Airway Basal Cells, Protectors of Epithelial Walls in Health and Respiratory Diseases

Front Allergy. 2021 Nov 19:2:787128. doi: 10.3389/falgy.2021.787128. eCollection 2021.

Abstract

The airway epithelium provides a critical barrier to the outside environment. When its integrity is impaired, epithelial cells and residing immune cells collaborate to exclude pathogens and to heal tissue damage. Healing is achieved through tissue-specific stem cells: the airway basal cells. Positioned near the basal membrane, airway basal cells sense and respond to changes in tissue health by initiating a pro-inflammatory response and tissue repair via complex crosstalks with nearby fibroblasts and specialized immune cells.
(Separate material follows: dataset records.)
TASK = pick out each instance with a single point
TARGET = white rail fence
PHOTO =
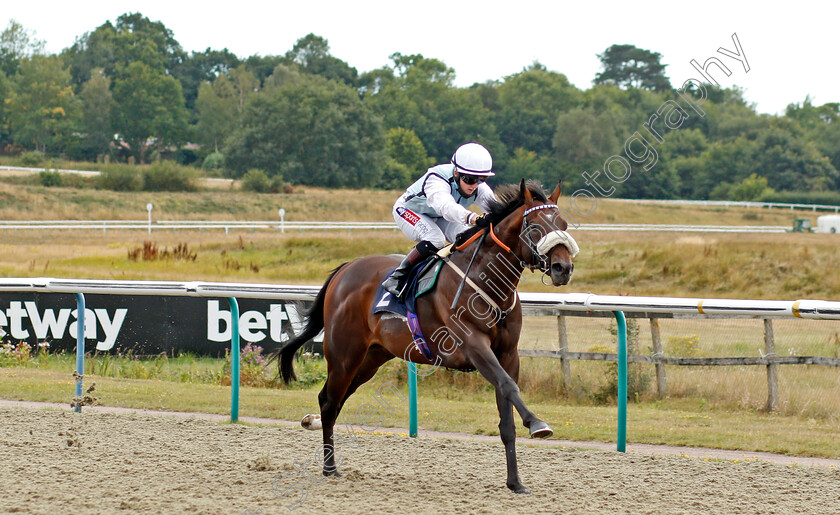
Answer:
(283, 226)
(534, 304)
(723, 203)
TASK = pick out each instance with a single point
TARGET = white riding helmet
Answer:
(473, 159)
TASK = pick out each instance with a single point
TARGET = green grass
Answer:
(712, 406)
(672, 422)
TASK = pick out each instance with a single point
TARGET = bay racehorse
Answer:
(480, 333)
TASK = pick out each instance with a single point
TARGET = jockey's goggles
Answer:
(472, 179)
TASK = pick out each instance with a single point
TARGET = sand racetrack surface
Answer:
(56, 461)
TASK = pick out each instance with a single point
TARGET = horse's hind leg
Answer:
(376, 357)
(343, 378)
(330, 400)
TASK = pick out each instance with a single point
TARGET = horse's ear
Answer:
(525, 194)
(556, 194)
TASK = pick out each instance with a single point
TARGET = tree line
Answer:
(128, 90)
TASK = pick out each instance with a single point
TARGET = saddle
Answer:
(421, 279)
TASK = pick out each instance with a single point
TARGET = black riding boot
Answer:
(394, 283)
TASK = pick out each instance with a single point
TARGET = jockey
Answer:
(433, 210)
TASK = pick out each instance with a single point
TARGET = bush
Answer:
(120, 178)
(683, 346)
(168, 176)
(751, 189)
(826, 198)
(50, 178)
(395, 175)
(34, 158)
(214, 161)
(258, 181)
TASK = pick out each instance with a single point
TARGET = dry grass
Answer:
(767, 266)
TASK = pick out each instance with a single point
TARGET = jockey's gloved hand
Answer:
(482, 221)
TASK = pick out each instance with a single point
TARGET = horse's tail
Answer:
(314, 325)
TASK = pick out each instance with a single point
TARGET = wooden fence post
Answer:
(563, 344)
(661, 385)
(772, 372)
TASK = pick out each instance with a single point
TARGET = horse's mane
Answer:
(506, 202)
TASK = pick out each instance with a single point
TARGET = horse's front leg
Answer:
(507, 430)
(483, 359)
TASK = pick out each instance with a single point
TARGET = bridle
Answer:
(539, 250)
(548, 239)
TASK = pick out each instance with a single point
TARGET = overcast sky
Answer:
(786, 45)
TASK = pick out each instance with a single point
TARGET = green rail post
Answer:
(621, 437)
(234, 359)
(412, 399)
(80, 349)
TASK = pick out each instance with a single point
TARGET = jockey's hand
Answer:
(481, 220)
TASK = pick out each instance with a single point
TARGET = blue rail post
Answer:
(621, 437)
(80, 349)
(412, 399)
(234, 359)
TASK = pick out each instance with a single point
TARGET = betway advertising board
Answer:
(146, 324)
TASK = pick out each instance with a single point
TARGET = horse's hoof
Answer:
(540, 429)
(519, 489)
(311, 422)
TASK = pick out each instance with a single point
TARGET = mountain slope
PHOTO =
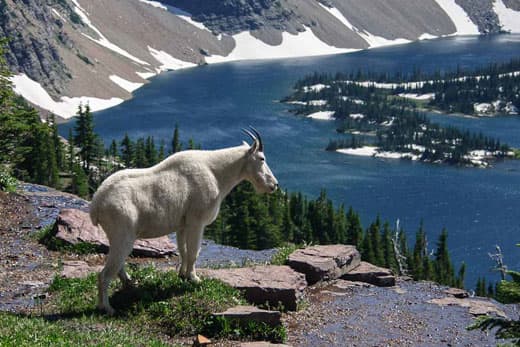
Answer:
(63, 52)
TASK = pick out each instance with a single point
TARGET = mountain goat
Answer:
(182, 193)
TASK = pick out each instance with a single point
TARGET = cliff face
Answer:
(99, 52)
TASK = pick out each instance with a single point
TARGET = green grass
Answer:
(18, 330)
(280, 258)
(161, 306)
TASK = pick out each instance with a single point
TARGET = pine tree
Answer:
(85, 138)
(354, 230)
(127, 151)
(70, 152)
(57, 144)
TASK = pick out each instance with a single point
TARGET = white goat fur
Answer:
(182, 193)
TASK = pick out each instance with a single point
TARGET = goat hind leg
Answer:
(193, 242)
(125, 278)
(117, 254)
(181, 245)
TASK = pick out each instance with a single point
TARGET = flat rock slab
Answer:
(273, 284)
(324, 263)
(78, 269)
(457, 292)
(244, 314)
(74, 226)
(372, 274)
(476, 307)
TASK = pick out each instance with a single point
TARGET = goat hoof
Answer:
(107, 309)
(194, 278)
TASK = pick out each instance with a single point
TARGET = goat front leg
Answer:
(181, 246)
(193, 242)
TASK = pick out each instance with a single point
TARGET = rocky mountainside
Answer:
(63, 52)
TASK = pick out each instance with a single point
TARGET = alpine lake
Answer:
(480, 208)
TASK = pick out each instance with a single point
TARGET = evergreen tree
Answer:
(354, 229)
(443, 267)
(85, 137)
(127, 151)
(70, 152)
(176, 142)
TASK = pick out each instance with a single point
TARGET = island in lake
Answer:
(383, 115)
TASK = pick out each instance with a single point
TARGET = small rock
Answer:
(476, 307)
(324, 263)
(372, 274)
(261, 284)
(457, 292)
(201, 340)
(74, 226)
(245, 314)
(78, 269)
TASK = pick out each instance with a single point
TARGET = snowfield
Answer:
(459, 17)
(247, 47)
(66, 108)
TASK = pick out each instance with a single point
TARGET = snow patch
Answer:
(304, 43)
(103, 41)
(145, 75)
(509, 18)
(427, 36)
(125, 84)
(366, 151)
(58, 15)
(156, 4)
(317, 102)
(168, 62)
(459, 17)
(415, 96)
(67, 107)
(372, 40)
(186, 16)
(315, 88)
(322, 115)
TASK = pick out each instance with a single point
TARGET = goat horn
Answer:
(260, 143)
(250, 134)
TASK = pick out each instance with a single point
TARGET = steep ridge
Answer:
(63, 52)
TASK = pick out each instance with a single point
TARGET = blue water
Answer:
(479, 207)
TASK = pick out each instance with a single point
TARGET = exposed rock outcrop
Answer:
(372, 274)
(324, 263)
(78, 269)
(261, 284)
(244, 314)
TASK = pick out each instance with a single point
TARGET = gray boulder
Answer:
(74, 226)
(372, 274)
(78, 269)
(261, 284)
(324, 263)
(244, 314)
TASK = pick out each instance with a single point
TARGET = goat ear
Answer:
(254, 147)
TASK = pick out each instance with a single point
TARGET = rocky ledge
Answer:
(336, 310)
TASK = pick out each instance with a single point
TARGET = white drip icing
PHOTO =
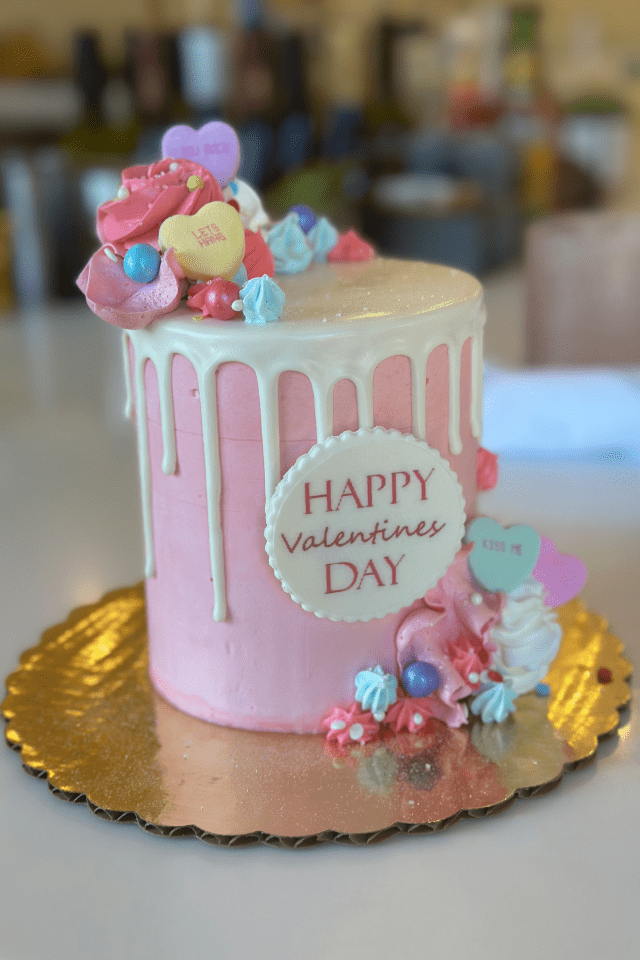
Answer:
(167, 420)
(271, 350)
(476, 384)
(143, 463)
(128, 392)
(455, 362)
(209, 408)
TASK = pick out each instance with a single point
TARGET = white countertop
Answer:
(552, 877)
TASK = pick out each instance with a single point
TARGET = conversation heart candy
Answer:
(562, 574)
(207, 244)
(215, 147)
(502, 558)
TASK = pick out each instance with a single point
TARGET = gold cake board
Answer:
(83, 714)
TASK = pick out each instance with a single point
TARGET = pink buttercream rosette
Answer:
(350, 725)
(114, 297)
(155, 193)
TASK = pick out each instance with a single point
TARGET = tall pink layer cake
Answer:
(384, 343)
(309, 420)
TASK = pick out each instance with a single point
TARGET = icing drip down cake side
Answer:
(309, 422)
(229, 409)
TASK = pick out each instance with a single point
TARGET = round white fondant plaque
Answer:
(364, 524)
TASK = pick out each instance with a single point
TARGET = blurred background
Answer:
(500, 139)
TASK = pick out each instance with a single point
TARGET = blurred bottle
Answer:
(295, 139)
(383, 112)
(106, 124)
(531, 115)
(152, 72)
(205, 72)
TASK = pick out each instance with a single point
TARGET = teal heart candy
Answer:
(501, 558)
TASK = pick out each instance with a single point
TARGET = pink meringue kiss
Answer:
(114, 297)
(148, 197)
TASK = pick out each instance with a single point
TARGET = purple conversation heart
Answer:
(561, 574)
(215, 147)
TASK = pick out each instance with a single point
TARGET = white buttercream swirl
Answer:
(527, 637)
(322, 238)
(288, 244)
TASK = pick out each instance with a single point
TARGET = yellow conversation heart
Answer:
(210, 243)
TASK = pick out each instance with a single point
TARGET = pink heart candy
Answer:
(561, 574)
(215, 147)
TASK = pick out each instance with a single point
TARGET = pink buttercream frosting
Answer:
(214, 298)
(454, 607)
(350, 248)
(156, 192)
(411, 713)
(351, 725)
(114, 297)
(470, 654)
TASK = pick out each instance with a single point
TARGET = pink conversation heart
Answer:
(561, 574)
(215, 147)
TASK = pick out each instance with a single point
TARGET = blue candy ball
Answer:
(142, 263)
(306, 216)
(420, 679)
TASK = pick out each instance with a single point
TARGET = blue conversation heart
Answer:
(501, 558)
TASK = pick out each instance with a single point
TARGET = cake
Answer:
(309, 421)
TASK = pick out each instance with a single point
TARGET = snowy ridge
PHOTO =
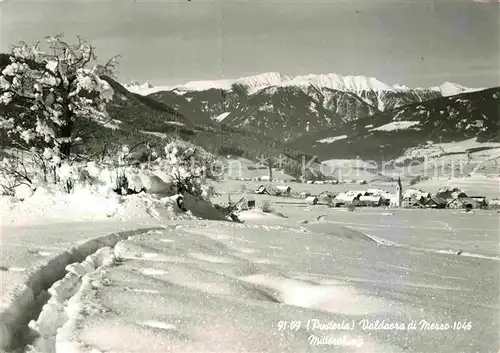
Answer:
(331, 80)
(18, 308)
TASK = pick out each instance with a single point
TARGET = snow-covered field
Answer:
(92, 271)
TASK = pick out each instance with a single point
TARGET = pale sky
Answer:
(418, 43)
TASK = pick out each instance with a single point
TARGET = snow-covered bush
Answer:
(50, 91)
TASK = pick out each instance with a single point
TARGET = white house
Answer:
(283, 189)
(312, 200)
(371, 200)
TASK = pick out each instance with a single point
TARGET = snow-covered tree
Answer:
(47, 92)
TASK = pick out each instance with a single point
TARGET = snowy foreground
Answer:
(269, 285)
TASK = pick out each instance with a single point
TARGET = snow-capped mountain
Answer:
(388, 134)
(286, 107)
(451, 89)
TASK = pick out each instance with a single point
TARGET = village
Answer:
(411, 198)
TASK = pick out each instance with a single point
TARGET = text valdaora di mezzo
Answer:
(373, 325)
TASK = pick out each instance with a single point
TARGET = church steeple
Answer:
(399, 193)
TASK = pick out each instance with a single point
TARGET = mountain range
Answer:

In addition, basal cells have the capacity to learn from previous encounters with the environment. Inflammation can indeed imprint a certain memory on basal cells by epigenetic changes so that sensitized tissues may respond differently to future assaults and the epithelium becomes better equipped to respond faster and more robustly to barrier defects. This memory can, however, be lost in diseased states. In this review, we discuss airway basal cells in respiratory diseases, the communication network between airway basal cells and tissue-resident and/or recruited immune cells, and how basal cell adaptation to environmental triggers occurs.

Keywords: airways; basal cells; epigenetics; immune crosstalk; respiratory epithelium; tissue repair.